Scope: **read-only** for skills/artifacts (knowledge inputs), **read+write** for per-session workspaces (ephemeral local — papers, plots, generated files). Agent-driven writes back to GitHub remain out of scope.

---

# ArtifactStore vs pydantic-ai capabilities — finalized verdict

## Scope

In akd-ext, agents need to:

1. **Read** skills/artifacts (knowledge inputs) — bundled with the package and/or hosted on a public GitHub repo. Read-only.
2. **Read + write** a per-session workspace — ephemeral local directory where the agent produces outputs (papers, plots, generated files) the user can inspect at end of chat.

Agent-driven **writes back to GitHub** (publishing produced artifacts back to a repo) are explicitly **out of scope** for this plan.

(akd-ext nomenclature: what `pydantic-ai-skills` calls a "skill" we call an "artifact"; same shape, just naming. We use the terms interchangeably below; on disk both are `SKILL.md` files with YAML frontmatter.)

## Verdict

**`ArtifactStore` is fully redundant. Adopt `pydantic-ai-skills` for the read side and `pydantic-ai-backend` for the session-workspace read/write side.** Both responsibilities map cleanly onto pydantic-ai capabilities; neither requires custom infrastructure. The work-in-progress on `feature/github-store` (`GitHubArtifactStore`) is paused — neither merged nor deleted — because GitHub access in akd-ext is read-only via `GitSkillsRegistry`, and writes to GitHub are out of scope. Immediate priority: migrate `closed_loop_cm1` agents off their eager system-prompt context injection (12k+ lines of `cm1_readme.md` per call) to `SkillsCapability`'s progressive disclosure, for the token win.

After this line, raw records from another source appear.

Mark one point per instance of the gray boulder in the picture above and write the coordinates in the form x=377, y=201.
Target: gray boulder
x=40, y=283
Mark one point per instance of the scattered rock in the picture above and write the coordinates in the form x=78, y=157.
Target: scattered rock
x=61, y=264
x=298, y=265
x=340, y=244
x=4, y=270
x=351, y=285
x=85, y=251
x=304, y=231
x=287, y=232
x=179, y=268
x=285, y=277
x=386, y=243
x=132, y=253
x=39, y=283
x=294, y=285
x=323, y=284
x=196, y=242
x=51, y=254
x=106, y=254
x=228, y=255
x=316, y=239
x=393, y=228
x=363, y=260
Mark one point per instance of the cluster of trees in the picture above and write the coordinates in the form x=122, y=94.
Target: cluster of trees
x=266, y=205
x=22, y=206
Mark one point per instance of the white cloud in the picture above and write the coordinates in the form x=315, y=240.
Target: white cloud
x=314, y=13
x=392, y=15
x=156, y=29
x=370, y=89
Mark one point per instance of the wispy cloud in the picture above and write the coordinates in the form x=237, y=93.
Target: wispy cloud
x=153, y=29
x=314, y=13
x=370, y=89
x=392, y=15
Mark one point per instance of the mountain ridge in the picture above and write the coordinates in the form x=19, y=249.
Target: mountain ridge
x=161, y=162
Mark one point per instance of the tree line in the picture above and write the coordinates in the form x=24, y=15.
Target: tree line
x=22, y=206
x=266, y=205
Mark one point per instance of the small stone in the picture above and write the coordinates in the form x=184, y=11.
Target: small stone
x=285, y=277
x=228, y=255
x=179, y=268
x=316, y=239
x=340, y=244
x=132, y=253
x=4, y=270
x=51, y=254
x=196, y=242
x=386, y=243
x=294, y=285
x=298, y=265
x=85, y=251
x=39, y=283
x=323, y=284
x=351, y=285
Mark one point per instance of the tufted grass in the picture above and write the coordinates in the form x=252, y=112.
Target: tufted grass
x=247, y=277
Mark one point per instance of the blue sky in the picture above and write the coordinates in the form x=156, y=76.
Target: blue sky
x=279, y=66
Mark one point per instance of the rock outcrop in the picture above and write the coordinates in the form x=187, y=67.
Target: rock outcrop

## Three needs → two pydantic-ai capabilities

| Agent need | pydantic-ai answer | Custom code |
|---|---|---|
| Read skills/artifacts from local dirs (e.g. `closed_loop_cm1/context/*.md` bundled in the package) | `SkillsCapability(directories=[...])` from `pydantic-ai-skills` | None |
| Read skills/artifacts from a public GitHub repo | `SkillsCapability(registries=[GitSkillsRegistry(repo_url=...)])` — clones, caches, supports auth, version pinning | None |
| Read + write a per-session workspace (papers, plots, generated files) | `ConsoleCapability(backend=LocalBackend(root_dir=session_path), permissions=DEFAULT_RULESET)` from `pydantic-ai-backend` | None (per-session dir lifecycle is already handled by `pydantic-ai-backend`'s `SessionManager`) |

Both `SkillsCapability` configurations can coexist on a single agent. The `ConsoleCapability` composes alongside them — they're orthogonal: skills are loaded knowledge (immutable inputs), session workspace is generated output (ephemeral, local-only). The agent sees one unified set of tools.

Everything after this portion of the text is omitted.